Scottish Greens: gender reforms legal challenge was potential deal-breaker

Scottish Greens’ Maggie Chapman
Scottish Greens’ Maggie Chapman said she was very pleased Humza Yousaf had decided to challenge the UK governments veto on proposed changes to gender recognition laws in Scotland. Photograph: Jane Barlow/PA

The Scottish Greens have indicated they would have walked away from their governing partnership with the SNP if the first minister, Humza Yousaf, had not challenged the UK government’s veto on Holyrood’s plan to change gender recognition laws in Scotland.

However, the Scottish Conservatives have accused the new SNP leader of “making the same mistakes as Nicola Sturgeon”.

Asked directly on BBC Radio Scotland’s Good Morning Scotland programme whether her colleagues would have walked away from government if the Scottish National party had failed to mount a legal challenge, the Scottish Greens’ equalities spokesperson, Maggie Chapman, said: “It was very, very clear that this was a key principle for us as part of the Bute House agreement, and I’m very pleased that Humza Yousaf has taken the decision to challenge this in court.”

Chapman insisted it was not an option to renegotiate sections of the bill – which simplifies the process by which a transgender person can acquire a gender recognition certificate. Critics have raised particular concerns around a lack of safeguarding and the lowering of the age of application to 16.

Chapman said: “It was made quite clear in the very few conversations we’ve had with the UK government and others since the passage of this legislation that actually no amendments would have satisfied the UK government.”

The Scottish Conservatives’ equalities spokesperson, Rachael Hamilton, said on the same programme there had been “plenty of opportunity” for the Scottish government to answer concerns raised by the UK government and the Equality and Human Rights Commission during the passage of the bill.

“We knew all along that the Scottish government were not interested in listening to concerns about the safety and impact on women and girls. Nicola Sturgeon said all along that women’s concerns were not valid, and now Humza Yousaf is making the same mistakes as Nicola Sturgeon.”

She rebutted the framing by Scottish ministers of the veto as an attack on Scottish democracy, saying the use of section 35 under the 1998 Scotland Act was “part of the devolution settlement”.

The former supreme court judge Lord Sumption said the Scottish government’s position was “very difficult”, after it launched a judicial review of the veto on Wednesday. But he said the use of a section 35 order to bar the bill from going for royal assent was unlikely to set a precedent because the issue of gender reassignment was a “one-off”.

Sumption said the Scottish government’s case was “arguable but weak”, adding he would not go as far as his former supreme court colleague Lord Hope, who has described it as “hopeless and a waste of public money”.

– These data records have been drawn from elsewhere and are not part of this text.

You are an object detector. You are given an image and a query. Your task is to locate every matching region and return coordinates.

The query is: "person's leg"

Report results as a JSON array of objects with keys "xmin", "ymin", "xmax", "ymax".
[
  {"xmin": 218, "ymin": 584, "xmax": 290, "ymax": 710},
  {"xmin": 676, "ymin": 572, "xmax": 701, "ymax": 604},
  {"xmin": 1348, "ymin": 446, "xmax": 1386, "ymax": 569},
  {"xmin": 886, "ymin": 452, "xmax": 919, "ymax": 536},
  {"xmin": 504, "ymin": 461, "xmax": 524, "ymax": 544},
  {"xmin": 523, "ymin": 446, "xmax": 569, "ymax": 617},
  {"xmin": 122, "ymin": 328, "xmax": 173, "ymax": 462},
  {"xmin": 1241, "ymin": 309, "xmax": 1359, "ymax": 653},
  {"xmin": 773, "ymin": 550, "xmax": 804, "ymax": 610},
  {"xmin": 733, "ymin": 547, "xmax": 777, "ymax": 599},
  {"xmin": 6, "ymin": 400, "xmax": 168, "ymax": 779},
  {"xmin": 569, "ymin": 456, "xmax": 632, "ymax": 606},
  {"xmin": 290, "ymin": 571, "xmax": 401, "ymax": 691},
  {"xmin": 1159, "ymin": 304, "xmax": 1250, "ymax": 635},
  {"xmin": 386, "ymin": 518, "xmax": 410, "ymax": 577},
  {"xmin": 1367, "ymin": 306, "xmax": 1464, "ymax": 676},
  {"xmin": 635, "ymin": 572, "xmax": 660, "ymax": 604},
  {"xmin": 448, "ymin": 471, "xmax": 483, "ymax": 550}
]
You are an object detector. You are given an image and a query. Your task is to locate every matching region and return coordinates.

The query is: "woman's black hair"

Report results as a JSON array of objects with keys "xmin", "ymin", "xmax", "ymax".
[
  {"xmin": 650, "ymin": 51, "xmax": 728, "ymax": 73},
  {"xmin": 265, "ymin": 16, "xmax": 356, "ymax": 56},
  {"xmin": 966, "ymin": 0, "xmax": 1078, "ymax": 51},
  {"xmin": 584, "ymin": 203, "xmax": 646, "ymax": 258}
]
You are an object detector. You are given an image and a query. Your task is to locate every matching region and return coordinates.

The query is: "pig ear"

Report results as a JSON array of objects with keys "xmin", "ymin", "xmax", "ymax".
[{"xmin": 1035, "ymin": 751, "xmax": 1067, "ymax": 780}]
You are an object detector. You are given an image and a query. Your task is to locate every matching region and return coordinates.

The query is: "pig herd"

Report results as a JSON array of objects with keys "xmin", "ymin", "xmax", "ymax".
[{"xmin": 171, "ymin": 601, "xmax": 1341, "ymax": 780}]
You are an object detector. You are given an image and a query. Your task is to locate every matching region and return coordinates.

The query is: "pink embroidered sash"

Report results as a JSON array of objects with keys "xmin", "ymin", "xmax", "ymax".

“Section 35 empowers the UK government to stop a Scottish bill becoming law if it modifies the law relating to a matter reserved to Westminster in a way that adversely affects how the law works,” Sumption said.

“The result will be that some UK citizens, if this bill comes into force, will have a different legal gender in different parts of the UK. That poses really quite serious legal and practical problems for employers and for public authorities operating the equalities legislation on a UK-wide basis. For example, they’ll have to discriminate between trans people in Scotland and the rest of the UK on matters like equal pay, gender discrimination, benefits, pensions, all of these things which are subject to UK-wide statutory regimes.”

He said the Scottish government would have to argue that gender recognition was nothing to do with equal opportunities.

“What they’ll say is equal opportunities is about discrimination. Whereas gender recognition is about defining a person’s legal status. And they’ll point out that the Scottish bill actually has a clause saying that nothing in it is to be treated as modifying the UK-wide Equality Act of 2010. Now, whatever the bill might say about that, its effects clearly do introduce serious problems,” he said.